La Fédération Française du Prêt à Porter Féminin met en place une offre de services dédiée aux différents leviers de financement. En complément de son dispositif d’accompagnement individuel, elle lancera en 2015 une série de petits déjeuners pédagogiques axés sur les produits financiers.

Tour d’horizon avec Priscilla Jokhoo, Directrice du Service Entreprises de la Fédération.

Pour l’année 2015, vous annoncez une refonte de l’offre du service entreprises de la Fédération en accentuant beaucoup plus votre accompagnement sur les produits bancaires, pourquoi ?

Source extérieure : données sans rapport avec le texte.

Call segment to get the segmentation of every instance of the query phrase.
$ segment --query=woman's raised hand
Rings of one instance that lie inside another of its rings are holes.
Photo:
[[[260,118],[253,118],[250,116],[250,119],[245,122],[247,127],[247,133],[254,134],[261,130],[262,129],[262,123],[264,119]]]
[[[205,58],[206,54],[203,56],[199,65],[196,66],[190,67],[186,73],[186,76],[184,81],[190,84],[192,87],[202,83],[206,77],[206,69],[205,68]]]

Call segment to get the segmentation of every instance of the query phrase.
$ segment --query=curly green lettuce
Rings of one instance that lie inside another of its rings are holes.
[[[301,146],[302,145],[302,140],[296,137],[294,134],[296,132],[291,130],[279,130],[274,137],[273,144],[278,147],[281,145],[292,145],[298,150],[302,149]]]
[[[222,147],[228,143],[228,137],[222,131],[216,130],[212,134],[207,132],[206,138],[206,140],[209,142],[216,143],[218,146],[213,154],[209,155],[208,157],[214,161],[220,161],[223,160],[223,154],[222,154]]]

Parce que l’argent reste le nerf de la guerre ! Au-delà de ce constat évident, nous nous sommes basés sur notre expérience : en une année, nous accompagnons environ 150 entreprises de mode que ce soit de manière collective lors de mini séminaires, ou individuelle lors des séances d’accompagnement personnalisées. Trois grandes thématiques reviennent à chaque fois dans les demandes des chefs d’entreprise : l’optimisation du business model, la stratégie de distribution et le financement. Sur cette dernière thématique, nous savons que nombre d’organismes bancaires ont un a priori négatif sur les entreprises de mode, les jugeant comme appartenant à un secteur sinistré. Or, ce n’est pas le cas. En 10 ans, le profil des entreprises accompagnées par la Fédération a beaucoup changé : elles sont dynamiques, créatives et ont une croissance forte.

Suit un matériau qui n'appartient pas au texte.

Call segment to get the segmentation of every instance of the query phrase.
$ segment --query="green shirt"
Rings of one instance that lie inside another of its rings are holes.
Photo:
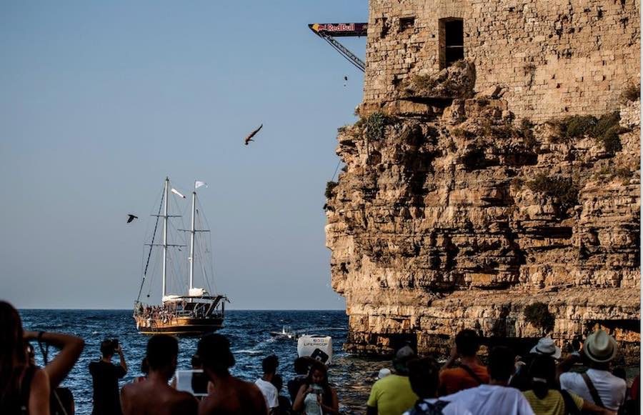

Dès lors, il est capital, à ce jour, de faciliter le dialogue avec les organismes financiers. Par ailleurs, au cours des dernières années, beaucoup de banques ont modifié leur manière de s’adresser aux entrepreneurs en instaurant, à l’instar de HSBC, des centres d’affaires. Les interlocuteurs ont donc changé. Quant aux entrepreneurs, ils ont souvent des habitudes de « consommation » de produits bancaires et se privent de certains services par manque de temps et/ou d’informations.

Comment va se matérialiser cette nouvelle offre de services plus accentuée sur l’aide au financement des entreprises de mode ?

Il ne s’agit pas d’une nouvelle expertise pour nous. C’est ce que la Fédération fait déjà depuis plusieurs années lorsqu’elle accompagne de manière individuelle les entreprises. Aujourd’hui, nous aidons ces entreprises à préparer leurs dossiers de demandes de prêts, nous leur présentons les différents organismes, nous calculons avec eux leurs besoins de crédits… Nous servons de médiateur avec les banquiers lorsqu’il y a rupture de dialogue. Ce dispositif d’accompagnement personnalisé va demeurer et se renforcer. Cependant, au travers de nos échanges avec les chefs d’entreprises, nous avons pris conscience qu’il fallait leur apporter plus de pédagogie autour de l’offre des leviers de financement.

Les dispositifs bancaires sont nombreux, parfois complexes et s’emploient en fonction de l’évolution de votre business, de vos commandes, des marchés que vous souhaitez privilégier en France ou à l’international. Difficile pour un chef d’entreprise qui a le nez dans ses collections de s’y retrouver entre les facilités de caisse, le découvert, le crédit de campagne, la lettre de crédit, les banques, la BPI, les aides des régions… C’est pourquoi, nous allons organiser en 2015 une série de petits déjeuners axés essentiellement sur la partie gestion et financière de l’entreprise de mode.

Et concrètement, comment vont s’organiser ces petits déjeuners de la Fédération dédiés à la gestion et au financement des entreprises ?

Notre but est d’être des intermédiaires, des « interprètes » entre l’ensemble des outils de financement existants et les entreprises de mode. Aujourd’hui, au travers de l’accompagnement individuel, nous avons noué des relations privilégiées avec beaucoup d’organismes. Ce sont donc les personnes clefs de ces organismes qui vont venir expliquer les multiples dispositifs de financement. Nous commencerons par un focus sur un produit bancaire précis et par la suite, les entrepreneurs de mode pourront interagir directement avec ces responsables tout en étant dans le « cocon » de la Fédération.

Au-delà ou, en complément des grandes enseignes bancaires, il existe d’autres dispositifs comme la Banque de la Mode, la BPI, les factors… Nous fonctionnerons alors sur le même schéma. Un responsable opérationnel viendra expliquer de manière pédagogique son fonctionnement et les entrepreneurs pourront lui poser toutes leurs questions. Le tout dans une démarche de réseau, de recommandations portée par la Fédération. Par ailleurs, de nombreux autres projets sont à l’étude afin de poursuivre cet accompagnement des entreprises de mode et renforcer notre offre par rapport à leurs besoins.